Member of the Free State Executive Council for Health
- In office February 2011 – 1 December 2012
- Premier: Ace Magashule
- Preceded by: Sisi Mabe
- Succeeded by: Benny Malakoane

Member of the Free State Executive Council for Public Works and Rural Development
- In office May 2009 – February 2011
- Premier: Ace Magashule
- Preceded by: Seiso Mohai (for Public Works, Roads and Transport)
- Succeeded by: Sisi Mabe (for Public Works); Msebenzi Zwane (for Agriculture and Rural Development);

Member of the Free State Provincial Legislature
- In office May 2009 – 1 December 2012

Personal details
- Born: 1965 Qumbu, Cape Province South Africa
- Died: 1 December 2012 (aged 47)
- Party: African National Congress

= Fezi Ngubentombi =

South African politician

Fundiswa "Fezi" Ngubentombi (1965 – 1 December 2012) was a South African politician who represented the African National Congress (ANC) in the Free State Provincial Legislature from 2009 until her death in 2012. During that time, she served as the Free State's Member of the Executive Council (MEC) for Public Works and Rural Development from 2009 to 2011 and then as MEC for Health from 2011 to 2012. A former teacher, she also served as Mayor of Metsimaholo Local Municipality from 2006 to 2009.

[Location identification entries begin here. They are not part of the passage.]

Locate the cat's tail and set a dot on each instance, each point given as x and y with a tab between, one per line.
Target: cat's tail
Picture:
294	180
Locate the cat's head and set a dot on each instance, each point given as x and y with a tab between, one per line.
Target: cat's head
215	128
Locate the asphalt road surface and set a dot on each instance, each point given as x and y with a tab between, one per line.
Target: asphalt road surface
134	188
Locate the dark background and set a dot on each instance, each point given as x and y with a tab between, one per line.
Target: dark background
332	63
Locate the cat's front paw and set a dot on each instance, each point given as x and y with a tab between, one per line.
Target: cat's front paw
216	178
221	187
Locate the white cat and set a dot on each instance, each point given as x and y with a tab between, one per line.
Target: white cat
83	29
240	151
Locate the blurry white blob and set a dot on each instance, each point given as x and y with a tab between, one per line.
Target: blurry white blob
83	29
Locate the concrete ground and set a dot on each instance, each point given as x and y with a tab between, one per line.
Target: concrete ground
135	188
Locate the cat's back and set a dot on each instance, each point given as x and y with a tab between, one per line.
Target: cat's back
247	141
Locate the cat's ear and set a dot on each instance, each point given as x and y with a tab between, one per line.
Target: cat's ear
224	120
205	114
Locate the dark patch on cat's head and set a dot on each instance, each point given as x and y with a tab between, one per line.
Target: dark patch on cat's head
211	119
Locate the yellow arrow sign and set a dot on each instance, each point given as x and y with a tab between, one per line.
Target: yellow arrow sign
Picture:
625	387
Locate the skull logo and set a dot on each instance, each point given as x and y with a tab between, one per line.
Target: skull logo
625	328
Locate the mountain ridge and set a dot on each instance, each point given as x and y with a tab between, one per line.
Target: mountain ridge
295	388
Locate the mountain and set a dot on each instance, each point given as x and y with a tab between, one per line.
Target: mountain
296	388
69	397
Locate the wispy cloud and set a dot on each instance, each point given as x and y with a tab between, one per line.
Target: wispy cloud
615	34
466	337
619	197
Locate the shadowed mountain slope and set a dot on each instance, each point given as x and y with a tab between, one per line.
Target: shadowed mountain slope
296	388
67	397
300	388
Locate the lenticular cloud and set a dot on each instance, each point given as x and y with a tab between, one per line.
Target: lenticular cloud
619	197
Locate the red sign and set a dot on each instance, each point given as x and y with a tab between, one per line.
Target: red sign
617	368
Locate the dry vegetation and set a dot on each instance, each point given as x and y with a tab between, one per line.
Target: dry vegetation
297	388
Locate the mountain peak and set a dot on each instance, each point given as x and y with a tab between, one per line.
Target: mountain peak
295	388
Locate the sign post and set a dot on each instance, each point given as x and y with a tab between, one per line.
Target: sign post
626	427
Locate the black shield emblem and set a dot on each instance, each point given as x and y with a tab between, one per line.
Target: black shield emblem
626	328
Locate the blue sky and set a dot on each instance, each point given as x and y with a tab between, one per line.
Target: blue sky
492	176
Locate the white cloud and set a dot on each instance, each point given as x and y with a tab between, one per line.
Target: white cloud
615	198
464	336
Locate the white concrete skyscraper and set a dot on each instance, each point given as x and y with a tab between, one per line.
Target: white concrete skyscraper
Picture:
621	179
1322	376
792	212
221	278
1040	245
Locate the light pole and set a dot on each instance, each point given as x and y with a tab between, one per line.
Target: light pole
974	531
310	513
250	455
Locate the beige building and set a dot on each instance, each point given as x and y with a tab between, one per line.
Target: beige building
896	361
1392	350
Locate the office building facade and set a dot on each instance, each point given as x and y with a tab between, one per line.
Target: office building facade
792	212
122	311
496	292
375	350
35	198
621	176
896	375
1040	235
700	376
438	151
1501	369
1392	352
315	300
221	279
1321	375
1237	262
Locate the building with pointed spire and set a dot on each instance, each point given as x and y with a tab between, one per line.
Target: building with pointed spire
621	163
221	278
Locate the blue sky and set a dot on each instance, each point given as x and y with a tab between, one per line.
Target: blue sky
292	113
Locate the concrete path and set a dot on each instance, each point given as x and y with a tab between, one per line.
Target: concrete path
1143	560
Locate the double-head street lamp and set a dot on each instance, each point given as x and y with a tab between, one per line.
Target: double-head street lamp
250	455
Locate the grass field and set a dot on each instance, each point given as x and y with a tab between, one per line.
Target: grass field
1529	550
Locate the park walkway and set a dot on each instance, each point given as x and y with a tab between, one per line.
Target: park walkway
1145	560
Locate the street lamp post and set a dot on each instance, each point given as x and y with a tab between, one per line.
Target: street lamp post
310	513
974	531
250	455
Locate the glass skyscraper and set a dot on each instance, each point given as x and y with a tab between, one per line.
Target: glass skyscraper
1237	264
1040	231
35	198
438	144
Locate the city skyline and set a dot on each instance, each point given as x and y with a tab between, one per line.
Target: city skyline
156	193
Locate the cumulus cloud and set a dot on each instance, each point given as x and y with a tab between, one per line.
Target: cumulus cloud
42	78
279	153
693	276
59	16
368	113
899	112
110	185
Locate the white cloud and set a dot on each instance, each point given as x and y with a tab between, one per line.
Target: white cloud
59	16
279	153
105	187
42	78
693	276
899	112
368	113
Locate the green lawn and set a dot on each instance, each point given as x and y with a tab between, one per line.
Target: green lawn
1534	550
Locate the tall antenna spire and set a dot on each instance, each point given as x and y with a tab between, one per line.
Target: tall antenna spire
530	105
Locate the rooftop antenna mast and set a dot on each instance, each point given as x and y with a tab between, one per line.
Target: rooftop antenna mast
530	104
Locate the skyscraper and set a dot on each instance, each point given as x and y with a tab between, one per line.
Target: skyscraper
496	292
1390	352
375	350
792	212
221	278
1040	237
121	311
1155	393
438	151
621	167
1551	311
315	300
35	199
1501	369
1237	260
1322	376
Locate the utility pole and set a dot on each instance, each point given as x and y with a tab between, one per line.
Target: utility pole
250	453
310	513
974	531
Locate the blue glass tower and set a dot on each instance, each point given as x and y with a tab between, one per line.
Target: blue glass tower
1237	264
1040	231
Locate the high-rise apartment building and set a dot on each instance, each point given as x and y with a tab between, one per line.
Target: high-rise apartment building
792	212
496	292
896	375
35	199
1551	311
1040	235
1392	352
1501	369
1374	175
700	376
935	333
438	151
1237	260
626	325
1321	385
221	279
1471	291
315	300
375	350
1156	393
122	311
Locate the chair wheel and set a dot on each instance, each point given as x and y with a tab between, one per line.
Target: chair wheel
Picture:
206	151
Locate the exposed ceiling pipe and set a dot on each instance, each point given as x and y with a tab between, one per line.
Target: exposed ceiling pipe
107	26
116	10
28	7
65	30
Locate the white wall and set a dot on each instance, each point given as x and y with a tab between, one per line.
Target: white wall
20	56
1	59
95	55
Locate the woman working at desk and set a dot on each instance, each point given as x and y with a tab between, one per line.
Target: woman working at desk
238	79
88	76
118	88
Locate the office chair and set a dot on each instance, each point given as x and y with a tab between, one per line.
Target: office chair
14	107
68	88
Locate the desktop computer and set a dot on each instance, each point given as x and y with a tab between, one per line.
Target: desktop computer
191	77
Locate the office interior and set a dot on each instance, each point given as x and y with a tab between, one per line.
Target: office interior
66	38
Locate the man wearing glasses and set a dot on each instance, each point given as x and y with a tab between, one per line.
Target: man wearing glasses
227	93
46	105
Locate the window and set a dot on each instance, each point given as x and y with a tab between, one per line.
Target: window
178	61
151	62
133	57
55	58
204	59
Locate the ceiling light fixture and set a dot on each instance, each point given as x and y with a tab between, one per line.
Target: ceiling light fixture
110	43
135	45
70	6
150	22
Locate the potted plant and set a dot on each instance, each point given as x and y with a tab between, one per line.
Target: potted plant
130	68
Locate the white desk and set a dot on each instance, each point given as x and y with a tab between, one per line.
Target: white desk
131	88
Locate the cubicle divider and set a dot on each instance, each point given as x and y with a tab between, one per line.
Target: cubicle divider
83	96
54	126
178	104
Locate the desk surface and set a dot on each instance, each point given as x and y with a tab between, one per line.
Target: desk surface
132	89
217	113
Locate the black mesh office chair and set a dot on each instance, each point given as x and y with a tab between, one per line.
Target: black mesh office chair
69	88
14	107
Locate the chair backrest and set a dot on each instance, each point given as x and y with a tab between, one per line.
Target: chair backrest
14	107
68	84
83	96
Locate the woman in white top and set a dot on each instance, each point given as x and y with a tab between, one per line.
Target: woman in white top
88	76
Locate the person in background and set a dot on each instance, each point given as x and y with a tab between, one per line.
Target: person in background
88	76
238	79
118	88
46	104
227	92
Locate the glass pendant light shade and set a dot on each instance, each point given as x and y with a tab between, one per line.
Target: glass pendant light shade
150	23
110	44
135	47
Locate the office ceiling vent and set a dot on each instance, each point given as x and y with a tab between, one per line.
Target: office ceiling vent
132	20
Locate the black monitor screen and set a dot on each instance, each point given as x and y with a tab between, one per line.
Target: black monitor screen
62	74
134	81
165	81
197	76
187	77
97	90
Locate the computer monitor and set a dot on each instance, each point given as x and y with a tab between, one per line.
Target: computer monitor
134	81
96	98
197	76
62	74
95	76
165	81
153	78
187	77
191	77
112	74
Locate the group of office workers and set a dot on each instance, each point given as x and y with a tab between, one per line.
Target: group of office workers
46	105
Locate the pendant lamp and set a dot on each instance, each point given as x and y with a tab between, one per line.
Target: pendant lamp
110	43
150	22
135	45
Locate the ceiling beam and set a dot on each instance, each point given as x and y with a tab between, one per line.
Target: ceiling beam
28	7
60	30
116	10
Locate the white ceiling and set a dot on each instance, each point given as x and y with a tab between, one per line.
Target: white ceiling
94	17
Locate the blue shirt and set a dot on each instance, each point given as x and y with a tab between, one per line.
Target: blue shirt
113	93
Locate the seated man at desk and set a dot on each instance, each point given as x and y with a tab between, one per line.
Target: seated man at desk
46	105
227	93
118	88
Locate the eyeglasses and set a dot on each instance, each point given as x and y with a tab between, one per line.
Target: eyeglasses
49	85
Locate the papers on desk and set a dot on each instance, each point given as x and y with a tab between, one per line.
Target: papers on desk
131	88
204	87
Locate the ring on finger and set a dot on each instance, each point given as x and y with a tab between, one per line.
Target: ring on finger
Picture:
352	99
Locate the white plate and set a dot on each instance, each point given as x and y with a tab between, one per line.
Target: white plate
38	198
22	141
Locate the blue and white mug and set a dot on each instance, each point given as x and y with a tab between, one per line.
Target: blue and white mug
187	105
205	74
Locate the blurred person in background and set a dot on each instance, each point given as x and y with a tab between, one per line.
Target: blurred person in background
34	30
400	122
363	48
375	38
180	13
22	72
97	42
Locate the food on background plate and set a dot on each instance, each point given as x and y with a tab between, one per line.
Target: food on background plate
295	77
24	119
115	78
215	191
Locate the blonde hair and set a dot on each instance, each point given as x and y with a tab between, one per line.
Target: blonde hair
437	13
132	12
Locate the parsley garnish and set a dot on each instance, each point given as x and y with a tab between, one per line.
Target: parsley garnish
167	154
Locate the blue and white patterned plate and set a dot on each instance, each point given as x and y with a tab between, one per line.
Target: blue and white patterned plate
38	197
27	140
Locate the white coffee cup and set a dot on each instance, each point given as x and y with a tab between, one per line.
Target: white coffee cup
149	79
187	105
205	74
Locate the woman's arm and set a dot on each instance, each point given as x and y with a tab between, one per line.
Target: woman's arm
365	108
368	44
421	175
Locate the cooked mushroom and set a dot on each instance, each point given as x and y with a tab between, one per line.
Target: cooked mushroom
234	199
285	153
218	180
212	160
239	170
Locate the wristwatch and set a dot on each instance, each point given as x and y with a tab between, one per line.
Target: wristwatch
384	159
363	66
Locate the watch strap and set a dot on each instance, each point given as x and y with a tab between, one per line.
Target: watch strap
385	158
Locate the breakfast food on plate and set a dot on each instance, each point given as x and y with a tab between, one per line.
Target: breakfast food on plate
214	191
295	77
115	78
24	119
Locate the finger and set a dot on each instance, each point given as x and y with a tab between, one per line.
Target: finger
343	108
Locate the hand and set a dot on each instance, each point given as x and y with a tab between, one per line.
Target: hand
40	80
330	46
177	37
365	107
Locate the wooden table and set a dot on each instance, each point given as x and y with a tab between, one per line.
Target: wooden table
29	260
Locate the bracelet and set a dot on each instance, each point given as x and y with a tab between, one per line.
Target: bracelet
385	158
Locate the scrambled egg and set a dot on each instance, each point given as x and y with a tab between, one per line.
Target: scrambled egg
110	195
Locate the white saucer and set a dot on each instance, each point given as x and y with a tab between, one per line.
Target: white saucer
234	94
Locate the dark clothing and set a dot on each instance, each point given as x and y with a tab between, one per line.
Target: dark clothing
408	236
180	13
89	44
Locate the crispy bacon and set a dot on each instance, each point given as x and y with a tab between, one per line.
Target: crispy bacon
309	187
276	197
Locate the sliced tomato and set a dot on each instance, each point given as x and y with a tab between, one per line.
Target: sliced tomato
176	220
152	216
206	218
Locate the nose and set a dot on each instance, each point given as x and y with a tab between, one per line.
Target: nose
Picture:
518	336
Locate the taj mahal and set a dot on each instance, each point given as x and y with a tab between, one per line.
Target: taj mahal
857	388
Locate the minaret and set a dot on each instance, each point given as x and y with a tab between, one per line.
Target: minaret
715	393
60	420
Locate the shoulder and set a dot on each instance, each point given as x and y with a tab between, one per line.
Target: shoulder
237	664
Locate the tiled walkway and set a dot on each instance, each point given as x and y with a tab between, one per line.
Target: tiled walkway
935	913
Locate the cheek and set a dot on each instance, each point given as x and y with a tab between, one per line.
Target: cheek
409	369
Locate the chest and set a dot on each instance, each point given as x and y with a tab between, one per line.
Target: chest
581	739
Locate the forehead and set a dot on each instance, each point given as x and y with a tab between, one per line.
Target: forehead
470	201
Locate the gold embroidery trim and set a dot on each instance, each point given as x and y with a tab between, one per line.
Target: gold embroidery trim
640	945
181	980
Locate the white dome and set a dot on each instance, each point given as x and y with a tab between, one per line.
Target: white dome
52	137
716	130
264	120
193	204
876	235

Ngubentombi died in a car accident in December 2012. At the time of her death, she was a member of the Provincial Executive Committee of the Free State ANC and a member of the National Executive Committee of the ANC Women's League.

== Early life and career ==
Ngubentombi was born in 1965 in Qumbu in the former Cape Province. She matriculated in Qumbu before moving to the present-day Free State province to work as a teacher in Parys and Sasolburg. From 2003 to 2006, she represented the ANC as a ward councillor in the Free State, and she served as Executive Mayor of Metsimaholo Local Municipality from 2006 to 2009.

Towards the end of her term as mayor, in 2008, she was additionally elected to the Provincial Executive Committee of the ANC's Free State branch. She was also a member of the National Executive Committee of the ANC Women's League.

== Career in provincial government ==
In the 2009 general election, Ngubentombi was elected to the Free State Provincial Legislature, ranked 14th on the ANC's provincial party list. She was also appointed to the Free State Executive Council: on 11 May 2009, newly elected Premier Ace Magashule appointed her as MEC for Public Works and Rural Development in his first-term cabinet. Ngubentombi remained in that portfolio until February 2011, when Magashule announced a reshuffle which saw her become MEC for Health.

== Personal life and death ==
Ngubentombi died on 1 December 2012 in a car accident on the N1 outside Bloemfontein. She had been on her way back from a political event in QwaQwa when the car she was travelling in crashed into an overhead bridge and caught fire. One of her police bodyguards, Sergeant Bena Motaung, was also killed, and two passengers were injured.

Her funeral service was held at Zamdela Stadium in Sasolburg and included speeches by Premier Magashule, national Health Minister Aaron Motsoaledi, and ANC Women's League President Angie Motshekga. A public hospital in Sasolburg was later named after Ngumbentombi.

She was married to Zandisile Churchill Ngubentombi and had five children.